|
|
|
|
|
by iknownothow
736 days ago
|
|
I'm probably wrong but the author may have have misunderstood input embeddings. Input embeddings are just dictionary lookup tables. The tokenizer generates tokens and for each token you find its embedding from the lookup. The author is speculating about an embedding model but in reality they're speculating about the image-tokenizer. If I'm not wrong the text tokenizer Tiktoken has a dictionary size of 50k. The image tokenizer could have a very large dictionary size or a very small dictionary size. The 170 tokens this image tokenizer generates might actually have repeating tokens!
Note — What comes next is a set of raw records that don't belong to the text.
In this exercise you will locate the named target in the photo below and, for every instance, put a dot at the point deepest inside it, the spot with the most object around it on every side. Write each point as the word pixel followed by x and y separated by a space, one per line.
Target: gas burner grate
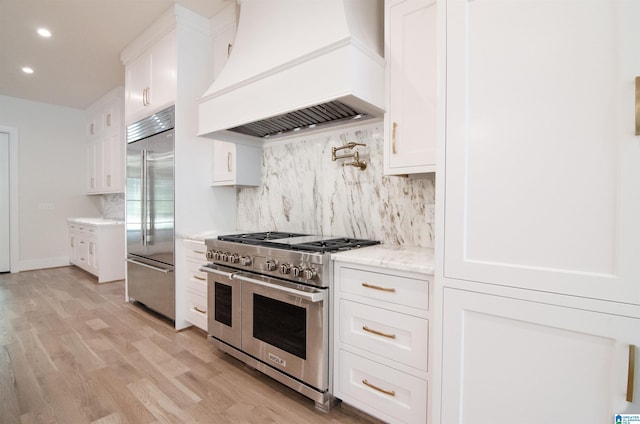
pixel 258 238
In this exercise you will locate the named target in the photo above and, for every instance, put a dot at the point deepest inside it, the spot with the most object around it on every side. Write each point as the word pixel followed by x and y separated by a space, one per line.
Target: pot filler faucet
pixel 355 155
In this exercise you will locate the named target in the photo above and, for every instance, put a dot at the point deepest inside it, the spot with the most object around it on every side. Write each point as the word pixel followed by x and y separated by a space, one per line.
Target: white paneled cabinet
pixel 195 256
pixel 150 79
pixel 105 134
pixel 97 247
pixel 235 164
pixel 538 207
pixel 411 120
pixel 381 341
pixel 515 360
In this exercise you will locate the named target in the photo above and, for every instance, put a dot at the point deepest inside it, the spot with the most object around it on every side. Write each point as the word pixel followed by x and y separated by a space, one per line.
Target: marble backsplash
pixel 112 206
pixel 303 190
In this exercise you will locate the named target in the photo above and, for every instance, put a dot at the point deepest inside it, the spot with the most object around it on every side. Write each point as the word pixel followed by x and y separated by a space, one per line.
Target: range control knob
pixel 285 268
pixel 308 274
pixel 271 265
pixel 296 271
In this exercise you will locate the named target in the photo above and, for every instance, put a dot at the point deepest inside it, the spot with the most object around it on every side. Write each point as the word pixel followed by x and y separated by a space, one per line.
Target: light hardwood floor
pixel 73 351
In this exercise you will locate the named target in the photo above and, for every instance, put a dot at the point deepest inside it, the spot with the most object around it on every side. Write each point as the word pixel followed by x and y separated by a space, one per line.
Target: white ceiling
pixel 81 61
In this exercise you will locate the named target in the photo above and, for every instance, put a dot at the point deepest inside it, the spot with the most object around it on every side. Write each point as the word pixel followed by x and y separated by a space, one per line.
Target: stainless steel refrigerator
pixel 150 212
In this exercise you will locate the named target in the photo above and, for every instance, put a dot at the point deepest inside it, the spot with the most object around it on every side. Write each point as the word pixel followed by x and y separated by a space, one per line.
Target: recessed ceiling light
pixel 44 32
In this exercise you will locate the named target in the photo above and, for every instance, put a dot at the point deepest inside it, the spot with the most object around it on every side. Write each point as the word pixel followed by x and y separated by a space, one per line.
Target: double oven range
pixel 269 304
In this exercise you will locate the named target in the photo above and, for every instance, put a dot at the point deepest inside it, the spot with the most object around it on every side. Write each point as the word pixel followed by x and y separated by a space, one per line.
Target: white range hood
pixel 298 65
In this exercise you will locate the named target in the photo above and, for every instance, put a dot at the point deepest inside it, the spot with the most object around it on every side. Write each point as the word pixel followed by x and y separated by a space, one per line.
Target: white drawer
pixel 381 391
pixel 195 250
pixel 404 291
pixel 399 337
pixel 197 309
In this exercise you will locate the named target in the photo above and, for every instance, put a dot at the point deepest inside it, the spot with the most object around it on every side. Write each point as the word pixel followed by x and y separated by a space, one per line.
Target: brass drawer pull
pixel 378 333
pixel 631 372
pixel 394 150
pixel 374 387
pixel 371 286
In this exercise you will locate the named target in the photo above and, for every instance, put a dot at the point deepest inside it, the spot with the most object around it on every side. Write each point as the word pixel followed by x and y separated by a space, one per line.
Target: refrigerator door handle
pixel 143 209
pixel 155 268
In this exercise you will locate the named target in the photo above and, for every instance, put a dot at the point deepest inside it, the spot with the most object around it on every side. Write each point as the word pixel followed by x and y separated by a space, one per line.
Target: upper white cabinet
pixel 411 53
pixel 542 177
pixel 105 154
pixel 150 79
pixel 235 164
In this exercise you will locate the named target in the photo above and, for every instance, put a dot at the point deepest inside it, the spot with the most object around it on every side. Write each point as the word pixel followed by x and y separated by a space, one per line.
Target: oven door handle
pixel 211 270
pixel 315 297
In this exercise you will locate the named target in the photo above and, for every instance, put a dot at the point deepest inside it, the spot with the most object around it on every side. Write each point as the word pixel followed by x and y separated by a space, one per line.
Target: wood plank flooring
pixel 73 351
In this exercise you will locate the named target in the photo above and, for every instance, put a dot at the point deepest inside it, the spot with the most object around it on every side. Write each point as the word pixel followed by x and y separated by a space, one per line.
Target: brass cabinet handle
pixel 394 149
pixel 371 286
pixel 631 374
pixel 378 333
pixel 374 387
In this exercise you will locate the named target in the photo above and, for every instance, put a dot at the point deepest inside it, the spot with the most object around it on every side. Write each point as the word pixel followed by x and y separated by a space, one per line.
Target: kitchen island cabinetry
pixel 150 79
pixel 538 212
pixel 381 340
pixel 105 134
pixel 195 256
pixel 235 164
pixel 411 120
pixel 97 246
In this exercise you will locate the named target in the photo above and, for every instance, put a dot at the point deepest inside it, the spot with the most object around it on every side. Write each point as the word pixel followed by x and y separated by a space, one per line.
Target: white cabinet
pixel 150 79
pixel 512 360
pixel 235 164
pixel 195 255
pixel 538 211
pixel 105 134
pixel 98 247
pixel 381 341
pixel 411 119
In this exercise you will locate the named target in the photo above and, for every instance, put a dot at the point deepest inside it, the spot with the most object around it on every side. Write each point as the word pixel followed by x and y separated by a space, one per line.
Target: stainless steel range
pixel 268 303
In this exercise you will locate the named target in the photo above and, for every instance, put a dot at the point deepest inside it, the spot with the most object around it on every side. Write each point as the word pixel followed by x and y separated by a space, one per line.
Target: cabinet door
pixel 507 360
pixel 137 85
pixel 224 162
pixel 113 160
pixel 542 177
pixel 411 78
pixel 163 73
pixel 95 165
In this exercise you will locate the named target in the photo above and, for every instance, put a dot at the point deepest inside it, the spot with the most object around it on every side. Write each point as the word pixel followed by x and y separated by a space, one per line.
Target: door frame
pixel 14 209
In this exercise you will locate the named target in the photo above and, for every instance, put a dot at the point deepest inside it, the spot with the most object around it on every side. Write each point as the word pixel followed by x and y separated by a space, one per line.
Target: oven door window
pixel 223 304
pixel 280 324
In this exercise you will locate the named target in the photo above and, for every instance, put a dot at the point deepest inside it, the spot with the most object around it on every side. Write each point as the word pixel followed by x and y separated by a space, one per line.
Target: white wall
pixel 52 168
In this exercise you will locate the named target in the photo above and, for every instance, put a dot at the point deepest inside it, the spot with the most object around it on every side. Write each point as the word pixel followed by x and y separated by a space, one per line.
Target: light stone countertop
pixel 96 221
pixel 403 258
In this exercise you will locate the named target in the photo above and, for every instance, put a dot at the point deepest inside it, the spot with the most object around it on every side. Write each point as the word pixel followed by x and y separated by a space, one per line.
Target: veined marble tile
pixel 113 206
pixel 303 190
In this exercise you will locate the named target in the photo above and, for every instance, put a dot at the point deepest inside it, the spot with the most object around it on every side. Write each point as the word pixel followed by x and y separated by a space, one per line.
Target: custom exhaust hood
pixel 295 66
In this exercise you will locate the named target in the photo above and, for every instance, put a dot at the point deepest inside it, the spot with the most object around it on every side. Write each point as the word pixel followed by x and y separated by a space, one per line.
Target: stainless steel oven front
pixel 282 324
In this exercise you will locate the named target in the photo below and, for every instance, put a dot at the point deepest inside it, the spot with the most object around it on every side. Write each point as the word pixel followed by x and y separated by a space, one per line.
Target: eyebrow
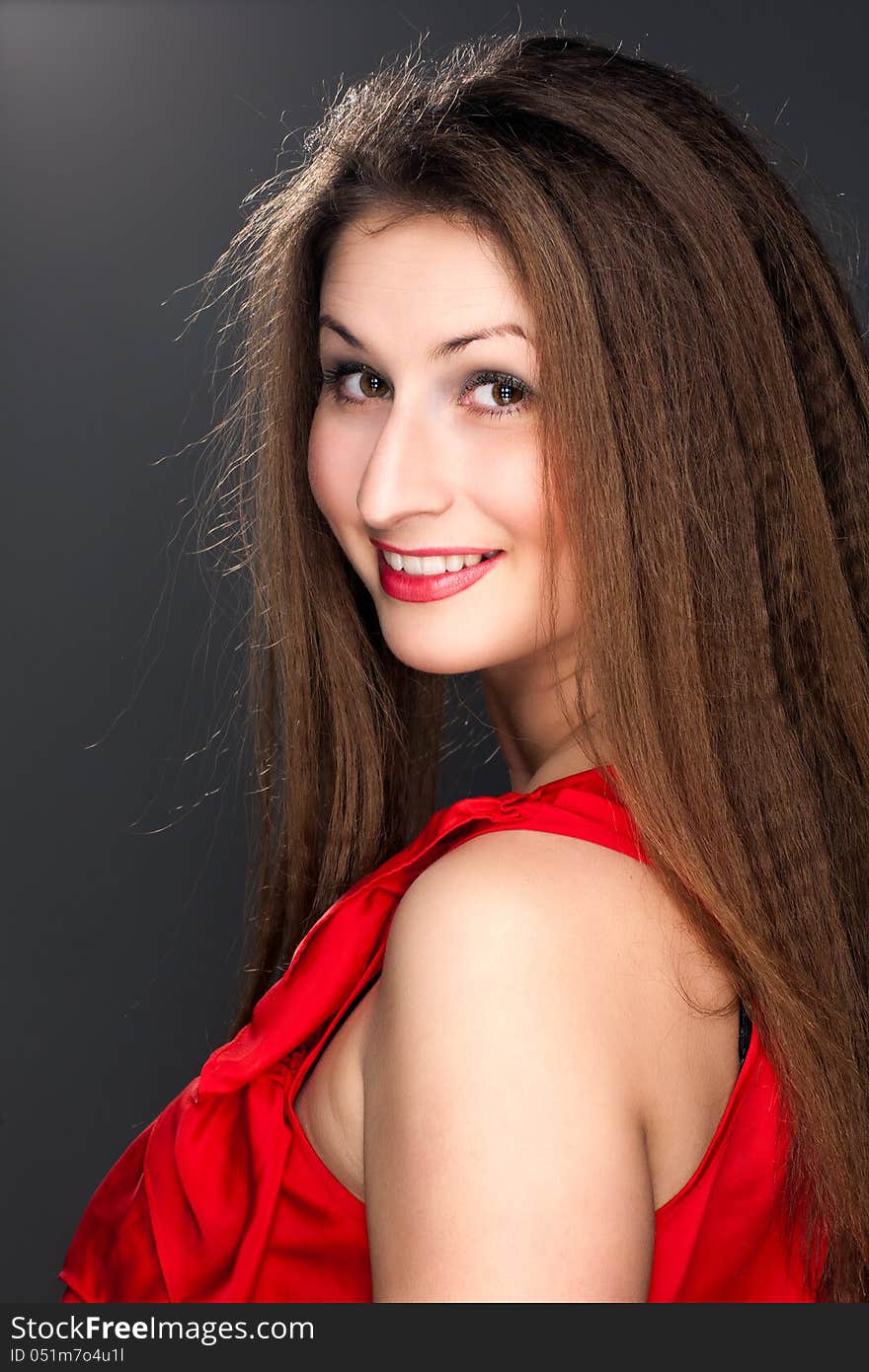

EDIT: PS. What I meant to say was that input embeddings do not come from another trained model. Tokens come from other trained models. The input embedding matrix undergoes back propagation (learning). This is very important. This allows the model to move the embeddings of the tokens together or apart as it sees fit. If you use embeddings from another model as input embeddings, you're basically adding noise. |
|
But why only choose 13x13 + 1? :(
I'm willing to bet that the author's conclusion of embeddings coming from CNNs is wrong. However, I cannot get the 13x13 + 1 observation out my head though. He's definitely hit on something there. I'm with them that there is very likely a CNN involved. And I'm going to put my bet on the final filters and kernel are the visual vocabulary.
And how do you go from 50k convolutional kernels (think tokens) to always 170 chosen tokens for any image? I don't know...